Plaxo, the contact-sharing service trying to reinvent itself as a social network, may have sold itself to Google for something close to $200 million. And if the rumor's true, I think the companies may be doing it out of friendship. One could bloviate endlessly here about industry consolidation, user-data portability, and so on — and I'm sure you'll read plenty of that. I think the real reason is much simpler. Brad Fitzpatrick, the LiveJournal founder now leading Google's social-network strategy, wants to work with Joseph Smarr, Plaxo's chief platform architect. I sat with the two at lunch at the Web 2.0 Summit last year, and they got along famously.

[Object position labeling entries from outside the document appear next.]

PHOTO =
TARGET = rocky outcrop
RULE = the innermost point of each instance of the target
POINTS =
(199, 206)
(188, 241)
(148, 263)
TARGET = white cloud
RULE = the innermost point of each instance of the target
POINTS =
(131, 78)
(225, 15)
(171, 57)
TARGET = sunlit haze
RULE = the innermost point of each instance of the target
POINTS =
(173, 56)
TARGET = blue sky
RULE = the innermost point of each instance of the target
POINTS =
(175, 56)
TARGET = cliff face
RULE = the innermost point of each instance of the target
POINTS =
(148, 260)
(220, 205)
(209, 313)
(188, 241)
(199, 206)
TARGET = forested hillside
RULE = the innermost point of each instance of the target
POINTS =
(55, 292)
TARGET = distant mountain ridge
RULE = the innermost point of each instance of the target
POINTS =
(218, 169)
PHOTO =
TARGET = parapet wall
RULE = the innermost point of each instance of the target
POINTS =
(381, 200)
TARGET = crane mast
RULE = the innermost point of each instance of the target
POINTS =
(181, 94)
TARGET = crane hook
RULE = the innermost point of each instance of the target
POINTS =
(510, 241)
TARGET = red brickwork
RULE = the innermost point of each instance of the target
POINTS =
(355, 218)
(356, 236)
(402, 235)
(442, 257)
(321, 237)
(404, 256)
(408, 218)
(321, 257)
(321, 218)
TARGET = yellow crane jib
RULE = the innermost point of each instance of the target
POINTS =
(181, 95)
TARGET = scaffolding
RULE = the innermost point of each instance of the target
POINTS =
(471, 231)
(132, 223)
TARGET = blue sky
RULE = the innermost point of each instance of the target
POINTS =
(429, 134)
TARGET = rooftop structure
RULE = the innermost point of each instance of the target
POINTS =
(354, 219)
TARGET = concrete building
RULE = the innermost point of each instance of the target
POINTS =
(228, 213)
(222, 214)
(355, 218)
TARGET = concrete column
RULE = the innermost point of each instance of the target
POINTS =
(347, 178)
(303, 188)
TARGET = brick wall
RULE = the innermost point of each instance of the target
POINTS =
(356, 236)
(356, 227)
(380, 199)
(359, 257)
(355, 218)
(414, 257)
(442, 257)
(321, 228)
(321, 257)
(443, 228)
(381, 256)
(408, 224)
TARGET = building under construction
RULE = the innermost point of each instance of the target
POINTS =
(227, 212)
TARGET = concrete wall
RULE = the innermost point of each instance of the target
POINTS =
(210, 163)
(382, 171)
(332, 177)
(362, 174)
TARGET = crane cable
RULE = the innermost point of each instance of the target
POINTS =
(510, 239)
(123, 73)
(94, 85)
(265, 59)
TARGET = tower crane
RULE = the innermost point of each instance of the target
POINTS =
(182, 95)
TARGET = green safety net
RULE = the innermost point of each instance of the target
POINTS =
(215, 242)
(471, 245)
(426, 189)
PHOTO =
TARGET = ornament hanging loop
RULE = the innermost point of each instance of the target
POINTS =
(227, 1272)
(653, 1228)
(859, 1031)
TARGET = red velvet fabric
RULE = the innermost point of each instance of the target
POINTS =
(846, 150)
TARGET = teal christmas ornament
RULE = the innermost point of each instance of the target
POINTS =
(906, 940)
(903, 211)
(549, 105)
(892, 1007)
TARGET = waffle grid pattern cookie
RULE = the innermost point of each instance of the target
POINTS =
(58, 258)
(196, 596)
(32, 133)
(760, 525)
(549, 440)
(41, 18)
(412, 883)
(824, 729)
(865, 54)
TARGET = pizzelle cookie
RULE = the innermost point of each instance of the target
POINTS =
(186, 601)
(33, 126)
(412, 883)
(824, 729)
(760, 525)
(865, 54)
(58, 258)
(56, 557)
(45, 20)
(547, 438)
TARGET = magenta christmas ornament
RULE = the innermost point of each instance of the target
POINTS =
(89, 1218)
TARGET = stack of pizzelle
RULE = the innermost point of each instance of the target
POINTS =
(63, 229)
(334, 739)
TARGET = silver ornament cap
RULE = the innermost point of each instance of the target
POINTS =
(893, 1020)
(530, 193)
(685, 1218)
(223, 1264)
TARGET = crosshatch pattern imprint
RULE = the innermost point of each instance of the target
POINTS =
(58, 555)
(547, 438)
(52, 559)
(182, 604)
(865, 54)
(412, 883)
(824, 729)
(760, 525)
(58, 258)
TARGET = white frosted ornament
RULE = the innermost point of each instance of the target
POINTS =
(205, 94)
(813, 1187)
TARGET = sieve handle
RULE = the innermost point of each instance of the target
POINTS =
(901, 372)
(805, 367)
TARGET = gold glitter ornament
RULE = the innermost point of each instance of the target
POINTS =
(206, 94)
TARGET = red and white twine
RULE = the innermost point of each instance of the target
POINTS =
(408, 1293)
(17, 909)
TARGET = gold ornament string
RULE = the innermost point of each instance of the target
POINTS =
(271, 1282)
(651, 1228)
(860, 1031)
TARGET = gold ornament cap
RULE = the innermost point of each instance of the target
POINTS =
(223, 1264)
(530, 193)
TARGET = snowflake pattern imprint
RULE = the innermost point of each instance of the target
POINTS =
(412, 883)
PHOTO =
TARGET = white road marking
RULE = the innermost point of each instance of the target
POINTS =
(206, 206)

Plaxo and Google are working closely on its OpenSocial platform, and Smarr incorporated Fitzpatrick's recently developed friend-finding tool hours after its launch. Would Google spend a nine-digit sum to keep an engineer happy? Sure. It's pocket change for the search giant. An acquisition would also keep Smarr and the technology he's developed out of Mark Zuckerberg's hands at Facebook. And to think, I didn't even need to map a social graph to figure that out. (Photo by silverisdead)












Comments
Wow, they must have gotten into a bidding war. There's a few other companies looking at buying Plaxo right now.
Sorry, every time I hear "Plaxo", I think of some arcane product my dentist would guilt me into using.
@Zoo: Oh please, no one wants their shitty web 1.5 product.
this sounds a lot more realistic than Facebook buying Plaxo.
my guess is the previous rumor was "creatively" constructed as a stalking horse for the true acquirer, which appears to be Google.
and it does seem like this would be a valuable acquisition for Google, which would be a win-win for both them and Plaxo...
Friendship or not, perhaps Plaxo will finally fix Google sync. Calendar more or less works now, but contacts are still nowhere (one-way only, I don't call that sync.)
Google seems a natural fit. Pulse is maturing nicely as a Social Network Aggregator. and Plaxo has been an early supporter of OpenSocial. Plaxo's syncing tools could be of real benefit to Google for not only gMail and Google calendar but also for Android. Plaxo already works with mobile phones and I believe has deals with some carriers to do mobile address book backup. All these things make their field proven
tools attractive.
And let's not forget - they have even worked out how to scrape data off of Facebook.
For more thoughts see my blog: [ekive.blogspot.com]
Wanted to know what is going to happen to Mark Jen working with plaxo who was fired from Google for blogging. It seems that google cant enough of him already.